A Masterclass Lesson
So what can we measure our progressiveness against? On Saturday 28th May, I settled down with my kids and wife to watch the European Champions League Final between Barcelona and Manchester United. The stage was set, it was in England, Wembley stadium and between two teams who had won their respective leagues, and probably the best two leagues in the world at the moment. I knew what the final outcome would be, a victory for Barcelona, but what I didn’t apprehend was the manner in which they won it. Sitting watching the match, I recalled a line from the film Contact, when Jodie Foster is Witnessing a celestial light show up close:
Some celestial event. No – no words. No words to describe it. Poetry! They should’ve sent a poet. So beautiful. So beautiful… I had no idea.

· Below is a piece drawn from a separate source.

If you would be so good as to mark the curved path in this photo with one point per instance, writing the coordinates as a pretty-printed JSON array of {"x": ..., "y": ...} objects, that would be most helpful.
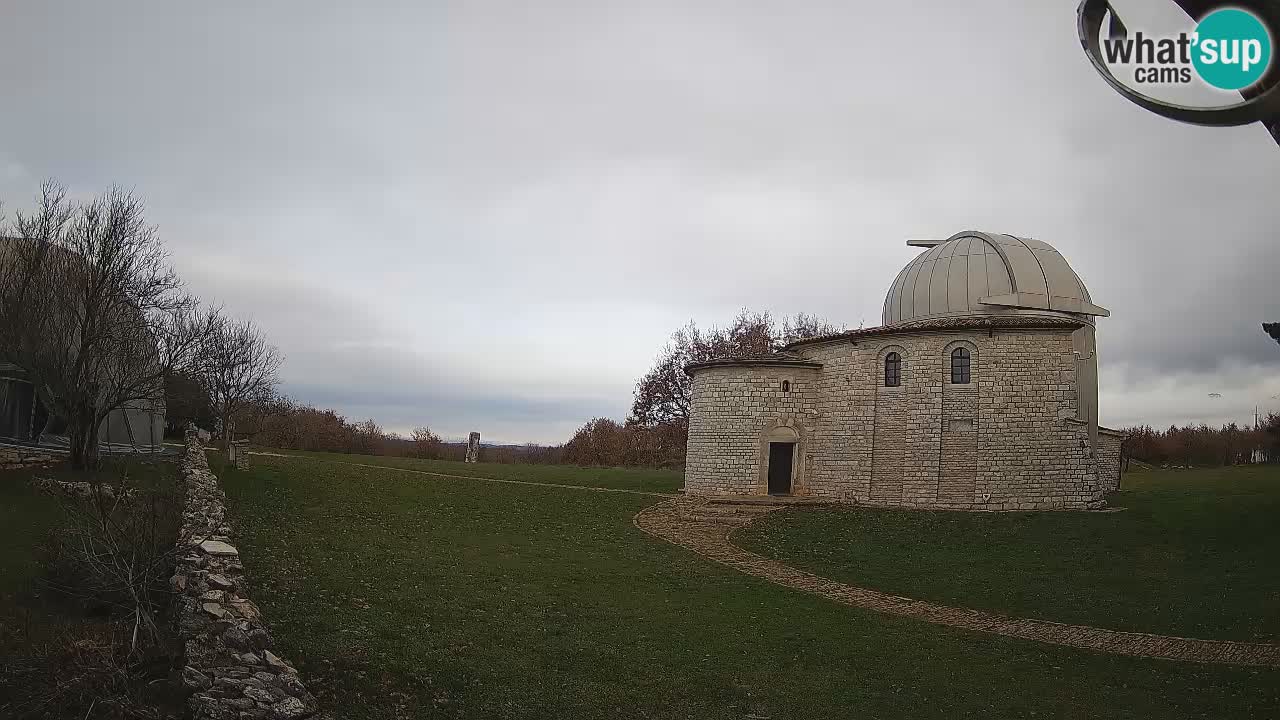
[{"x": 667, "y": 522}]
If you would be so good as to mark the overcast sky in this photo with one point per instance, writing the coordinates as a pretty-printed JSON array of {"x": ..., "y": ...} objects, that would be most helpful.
[{"x": 490, "y": 215}]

After the match, I turned to my eldest son and commented on how lucky we were to be in an era where a team like Barcelona play football to a level which no other team in the world will ever be able to match.
Rip up those manuals
Being a mini-soccer coach for my under 8’s team, there’s one thing I realised and that was that the very nature of English football deters players from expressing themselves on the football field. About 6 months ago, my son was asked to trial with a team who currently play in the English Championship. For the first 40 mins of the session, he, along with other kids, was asked to perform some regular drills. At each interval, my son would come up to me and ask when he could just play football. He was right, all he wanted to do was play the game, most of the kids there had natural ability, so why restrict them to robotic drills? I have utilised over 100 drills over the course of last season, however there’s one thing I always do with my kids, setup an adventure course and let them show me the quickest and most effective way to get around it. They enjoy it and love performing some skills and step-overs along the way.
Maximise Natural Talent
I’ve often heard the phrase build a team around that player. Yet we fail to maximise on the natural talent we may have within our teams, often trying to change their game to adapt the rules of our English leagues. It is not often that a collection of quite outstanding and naturally talented players emerge within the sporting arena within a 60 year span, for example, Pele, Cruyff, Maradona and Messi . Most of these talented players came from poor backgrounds but were lucky to be nurtured and allowed to flourish with the freedom they deserved.
Grass Roots Football
There are plenty of qualified coaches out there who know a lot about the game. However, the one thing I have learnt is to let the kids play freely, to build a team where friendship is first, where as characters they learn to appreciate each other, their strengths and weaknesses. To understand that competition and being NO.1 is not the most important factor, but that performing to your best ability is what counts, to help you develop as a player and person. Over my last two seasons as a football coach, I have seen parents shouting from the sidelines, coaches telling kids not to play outside of the “box” and kids coming off at the end of a game with distraught looking faces.
The Winning Formula
If you stop them from enjoying something, then no matter how much potential they have, they will never realise it. We are often telling our eldest not to play football at home, he does, when he has free moments. Then I think, that’s where he learnt to play and develop, in the lounge.